Джорди, который всё ещё глядел на него с прежней братской любовью, который никогда бы не причинил ему боль, который заботился бы о нём настолько, насколько то было в его силах.
— Почему ты не умер вместе со мной, Каз? — вопрошал он так же, как люди спрашивали друг у друга о погоде. — Почему ты жив, а я нет?
Прочерк лезвия рассёк воздух без всяких игривых заминок, а копьё безошибочно вонзилось ему в грудную клетку.
…Каз вскочил с постели с глухим криком, в ледяном поту и глумливо опутавшим ноги одеялом. Рокот кошмара всё ещё блуждал по комнате, витал призраком по тонким сводам, будто вознамерившись преследовать и наяву. Тяжело хватая ртом воздух, он поднял неистово дрожащие руки, чтобы ухватиться за грудь, ощутить, удостовериться, что, отведя ладони, не обнаружит на них крови, а пальцы не наткнутся на проделанную кинжалом глубокую выемку.
Снова. Снова.
Иногда Каз думал, что лучше бы Джорди, не лукавя, кричал на него с порога, целясь в горло без утайки, обвиняя в своей смерти и в трусости, раз его убийца не просто до сих пор жив, а жил припеваючи под боком младшего брата. Лучше бы в его глазах никогда больше не видеть той преданной любви, которой те пылали в детстве.
Лучше бы он никогда не напоминал, что они братья — чужому легче значиться предателем.
Встав и пошатнувшись, — колено болело так, словно падение было самым настоящим — Каз побрёл по темноте почти наугад, слепо и не различая дороги, к разлившемуся по полу холодному свету звёзд. Можно отворить настежь окна и впустить внутрь вьюгу, замёрзнуть, окоченеть, но согреваться уже самому, зная, что брат Джорди уже не придёт.
Джорди там, среди звёзд, возгорающихся на небе бессмысленными огнями.
Когда-нибудь и Казу придётся последовать за ним, затеряться в безумном нагромождении небесных светил, но пока по земле беспечно ходила причина всех их бед, он обязан — и себе, и Джорди, который убивал его в каждом сне — жить с бременем возмездия вместо сердца.
Быть пустой оболочкой. Быть ублюдком, который обманул Смерть однажды и оголтело считал, что сможет делать это бесконечное количество раз.

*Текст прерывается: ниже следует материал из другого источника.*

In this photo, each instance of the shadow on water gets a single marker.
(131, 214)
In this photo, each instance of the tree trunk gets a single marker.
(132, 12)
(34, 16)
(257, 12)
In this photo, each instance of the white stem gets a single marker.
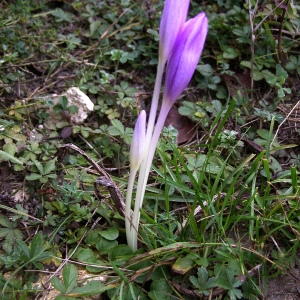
(146, 165)
(144, 173)
(128, 217)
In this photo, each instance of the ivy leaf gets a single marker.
(203, 283)
(70, 275)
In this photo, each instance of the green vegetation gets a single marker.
(221, 213)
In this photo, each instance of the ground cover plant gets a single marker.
(220, 218)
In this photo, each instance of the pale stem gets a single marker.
(142, 182)
(143, 176)
(128, 219)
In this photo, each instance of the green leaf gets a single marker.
(110, 234)
(10, 148)
(33, 176)
(91, 288)
(39, 166)
(160, 289)
(203, 283)
(119, 252)
(4, 221)
(49, 166)
(183, 265)
(36, 245)
(103, 245)
(86, 255)
(117, 129)
(70, 275)
(24, 248)
(58, 285)
(8, 157)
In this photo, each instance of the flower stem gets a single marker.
(148, 156)
(144, 172)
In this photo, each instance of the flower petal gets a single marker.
(138, 141)
(185, 57)
(172, 22)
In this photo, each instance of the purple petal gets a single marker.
(172, 22)
(185, 57)
(138, 141)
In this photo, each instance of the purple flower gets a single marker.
(138, 141)
(185, 57)
(171, 24)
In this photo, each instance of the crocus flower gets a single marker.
(181, 44)
(136, 155)
(185, 57)
(172, 21)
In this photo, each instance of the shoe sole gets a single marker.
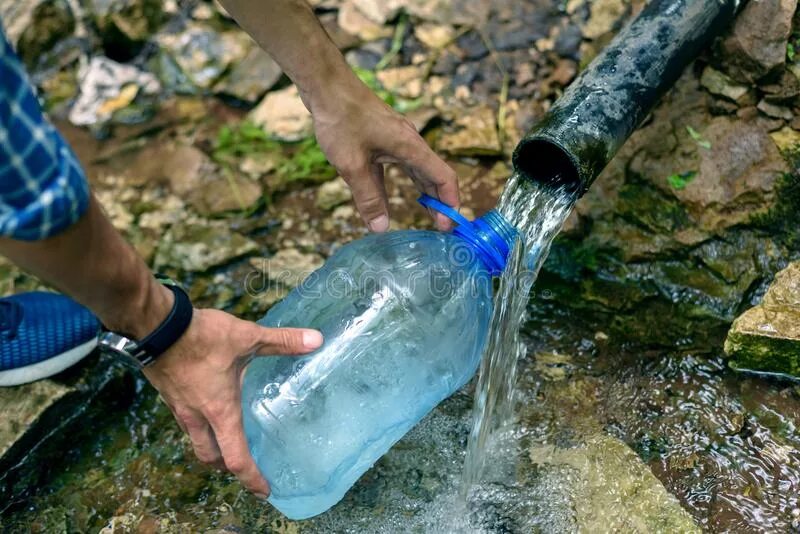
(48, 367)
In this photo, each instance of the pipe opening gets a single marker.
(547, 163)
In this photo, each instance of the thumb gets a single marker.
(369, 194)
(287, 340)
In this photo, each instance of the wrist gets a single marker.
(139, 314)
(334, 90)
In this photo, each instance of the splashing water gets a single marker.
(538, 213)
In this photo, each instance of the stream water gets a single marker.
(537, 212)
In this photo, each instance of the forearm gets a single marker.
(290, 32)
(91, 262)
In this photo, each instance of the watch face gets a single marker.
(119, 347)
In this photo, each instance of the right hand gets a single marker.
(199, 378)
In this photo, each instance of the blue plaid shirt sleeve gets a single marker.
(42, 187)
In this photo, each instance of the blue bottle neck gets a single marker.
(490, 236)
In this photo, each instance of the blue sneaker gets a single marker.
(42, 334)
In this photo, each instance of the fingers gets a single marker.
(431, 174)
(369, 194)
(201, 436)
(227, 426)
(286, 340)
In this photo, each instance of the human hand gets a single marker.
(359, 133)
(199, 378)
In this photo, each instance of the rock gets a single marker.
(193, 177)
(34, 27)
(124, 25)
(378, 11)
(203, 53)
(332, 194)
(37, 419)
(638, 502)
(434, 36)
(283, 115)
(422, 116)
(108, 87)
(734, 178)
(604, 18)
(197, 245)
(405, 81)
(756, 45)
(260, 163)
(553, 366)
(288, 267)
(252, 77)
(776, 112)
(476, 134)
(456, 12)
(786, 139)
(567, 43)
(767, 337)
(353, 21)
(721, 84)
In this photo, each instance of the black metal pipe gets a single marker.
(584, 128)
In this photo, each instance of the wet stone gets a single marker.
(196, 246)
(568, 42)
(756, 45)
(250, 78)
(332, 194)
(283, 115)
(638, 503)
(288, 267)
(721, 84)
(204, 54)
(766, 338)
(34, 27)
(476, 134)
(124, 25)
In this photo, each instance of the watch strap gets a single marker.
(169, 331)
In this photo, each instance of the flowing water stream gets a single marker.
(538, 212)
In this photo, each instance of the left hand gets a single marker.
(359, 133)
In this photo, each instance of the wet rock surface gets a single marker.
(767, 337)
(215, 179)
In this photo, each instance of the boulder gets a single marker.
(37, 419)
(288, 267)
(283, 115)
(766, 338)
(197, 245)
(124, 25)
(735, 176)
(250, 78)
(108, 88)
(475, 135)
(203, 54)
(34, 27)
(756, 46)
(605, 17)
(332, 194)
(355, 22)
(719, 83)
(611, 488)
(197, 180)
(786, 139)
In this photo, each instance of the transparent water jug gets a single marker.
(405, 317)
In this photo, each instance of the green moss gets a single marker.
(647, 207)
(750, 352)
(781, 219)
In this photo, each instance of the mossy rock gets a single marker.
(766, 338)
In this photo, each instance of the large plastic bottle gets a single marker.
(405, 317)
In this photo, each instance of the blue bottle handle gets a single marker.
(490, 246)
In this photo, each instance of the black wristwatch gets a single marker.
(144, 352)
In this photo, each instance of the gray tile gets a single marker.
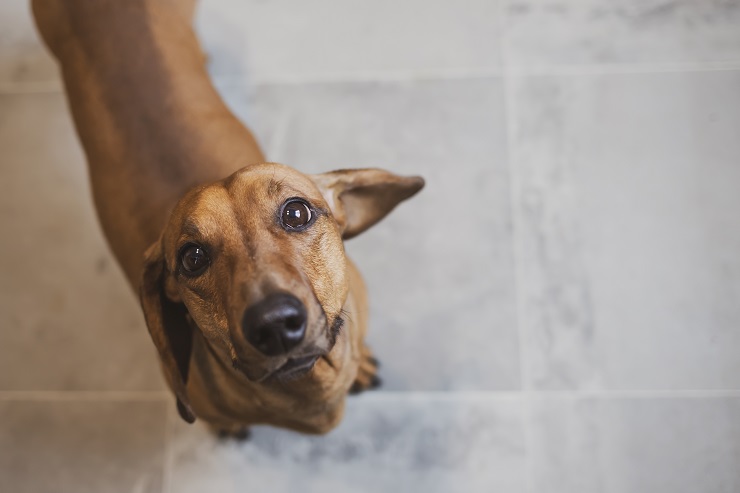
(323, 38)
(439, 268)
(388, 442)
(636, 445)
(574, 32)
(628, 227)
(23, 57)
(81, 446)
(69, 319)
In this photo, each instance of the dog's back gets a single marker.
(149, 119)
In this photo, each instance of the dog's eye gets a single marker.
(295, 215)
(194, 259)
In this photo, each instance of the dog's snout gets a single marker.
(276, 324)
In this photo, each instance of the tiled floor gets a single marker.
(558, 311)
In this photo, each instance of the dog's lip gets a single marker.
(297, 366)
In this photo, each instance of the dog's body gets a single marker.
(257, 314)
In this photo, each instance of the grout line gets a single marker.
(551, 394)
(509, 110)
(83, 395)
(168, 459)
(161, 396)
(55, 86)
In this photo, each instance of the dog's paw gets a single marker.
(237, 432)
(367, 373)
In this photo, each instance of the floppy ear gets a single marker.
(168, 327)
(359, 198)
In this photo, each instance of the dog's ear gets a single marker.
(359, 198)
(168, 327)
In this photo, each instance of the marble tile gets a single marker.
(439, 268)
(69, 319)
(627, 214)
(580, 32)
(661, 445)
(81, 446)
(390, 442)
(23, 57)
(270, 40)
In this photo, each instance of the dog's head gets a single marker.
(256, 263)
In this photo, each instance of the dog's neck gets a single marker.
(148, 116)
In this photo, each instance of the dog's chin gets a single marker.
(288, 370)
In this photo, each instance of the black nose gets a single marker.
(276, 324)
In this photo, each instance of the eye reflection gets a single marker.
(295, 215)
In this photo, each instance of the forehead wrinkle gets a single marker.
(209, 214)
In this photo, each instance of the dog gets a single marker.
(257, 314)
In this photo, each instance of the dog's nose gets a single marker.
(276, 324)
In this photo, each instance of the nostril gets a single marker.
(295, 322)
(275, 325)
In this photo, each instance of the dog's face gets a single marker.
(257, 262)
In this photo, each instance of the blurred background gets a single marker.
(558, 311)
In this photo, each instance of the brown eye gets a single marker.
(295, 215)
(194, 259)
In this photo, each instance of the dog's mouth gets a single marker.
(295, 367)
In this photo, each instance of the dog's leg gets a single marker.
(367, 373)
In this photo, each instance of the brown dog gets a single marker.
(256, 312)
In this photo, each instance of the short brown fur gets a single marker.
(170, 165)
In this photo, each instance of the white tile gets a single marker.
(69, 319)
(636, 445)
(269, 40)
(628, 200)
(576, 32)
(23, 57)
(388, 442)
(439, 268)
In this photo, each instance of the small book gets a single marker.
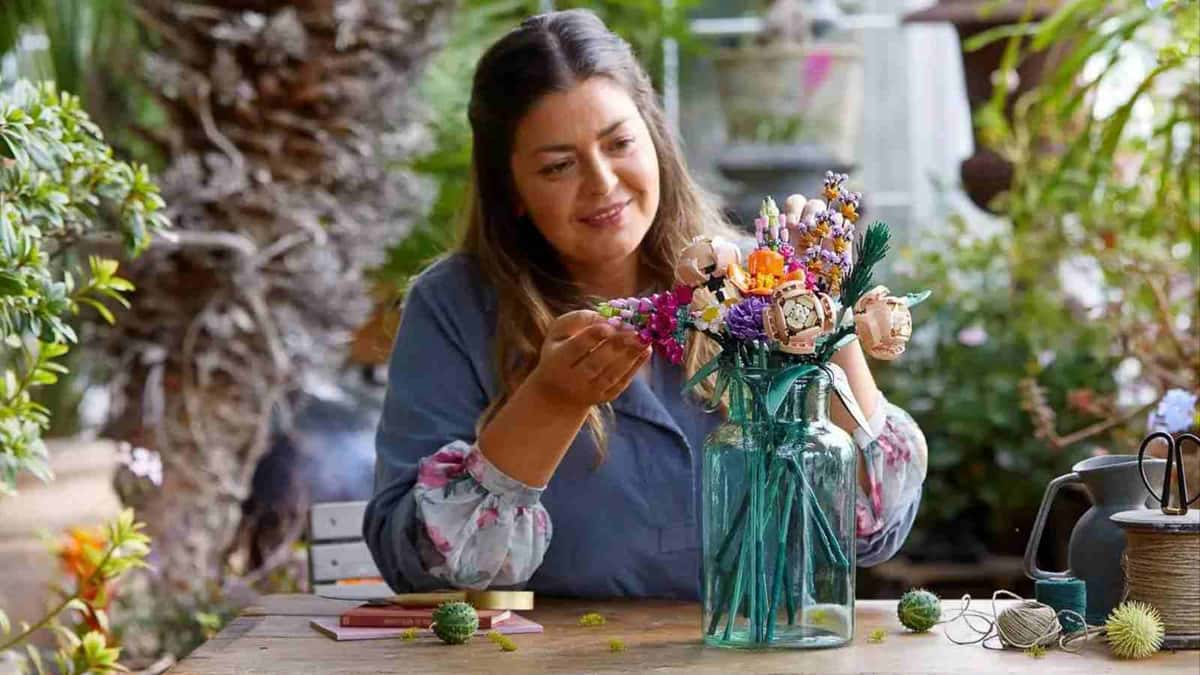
(329, 626)
(376, 616)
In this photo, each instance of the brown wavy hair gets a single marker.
(545, 54)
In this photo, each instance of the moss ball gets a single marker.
(1134, 629)
(455, 622)
(919, 610)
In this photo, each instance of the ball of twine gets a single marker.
(1023, 626)
(1029, 623)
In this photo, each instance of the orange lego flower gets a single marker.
(765, 261)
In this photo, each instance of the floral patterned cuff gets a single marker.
(876, 422)
(508, 489)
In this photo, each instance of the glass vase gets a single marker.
(778, 521)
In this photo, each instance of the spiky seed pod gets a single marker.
(1134, 629)
(455, 622)
(919, 610)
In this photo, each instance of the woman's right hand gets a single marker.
(586, 360)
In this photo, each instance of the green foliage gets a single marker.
(93, 48)
(126, 549)
(447, 167)
(59, 183)
(960, 381)
(1107, 159)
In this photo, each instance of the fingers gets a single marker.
(625, 377)
(571, 323)
(617, 347)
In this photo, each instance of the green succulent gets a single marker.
(455, 622)
(919, 610)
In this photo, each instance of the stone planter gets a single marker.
(792, 94)
(791, 113)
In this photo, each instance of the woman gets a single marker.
(580, 192)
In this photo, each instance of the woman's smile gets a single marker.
(587, 174)
(606, 216)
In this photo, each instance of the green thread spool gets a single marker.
(1063, 593)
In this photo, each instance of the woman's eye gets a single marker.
(555, 168)
(623, 143)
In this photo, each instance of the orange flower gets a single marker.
(762, 285)
(79, 555)
(765, 261)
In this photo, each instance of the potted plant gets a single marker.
(791, 101)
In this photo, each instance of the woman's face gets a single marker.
(587, 173)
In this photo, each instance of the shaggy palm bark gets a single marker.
(287, 121)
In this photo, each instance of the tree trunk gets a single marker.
(286, 124)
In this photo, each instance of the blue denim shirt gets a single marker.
(624, 527)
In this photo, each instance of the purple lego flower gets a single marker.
(744, 320)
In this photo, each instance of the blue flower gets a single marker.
(1175, 412)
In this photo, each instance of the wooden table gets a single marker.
(274, 637)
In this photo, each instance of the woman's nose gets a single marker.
(603, 178)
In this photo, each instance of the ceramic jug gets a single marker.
(1096, 543)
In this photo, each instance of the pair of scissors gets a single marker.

Проклятием для всех, кто ему не угоден.
А пока, в пронизанной холодом и мраком комнате, Казу чудилось, что бесчувственные стены хранили эхо вкрадчиво-ласкового голоса Джорди.
И, кажется, за спиной раздался шаг.
Примечания:
*все ведь помнят, как во второй книге Каз, вспоминая о брате, отметил, что тот ведь старше и должен был позаботиться о нём? Я разглядываю это и дальнейшее "мы должны были заботиться друг о друге" (кто забыл: Инеж спрашивала его в Гельдреннере, разве не было того, кто мог бы присмотреть за ним и Джорди, когда у них никого рядом не осталось) как рост героя, и задумываюсь над тем, что вместе с чувством долга Каз носил в себе обиду, якобы вся ситуация с господином Герцуном возникла ещё и на почве некоторой наивности Джорди. Этакое "если бы брат не доверился лжецу, мне бы не пришлось так страдать".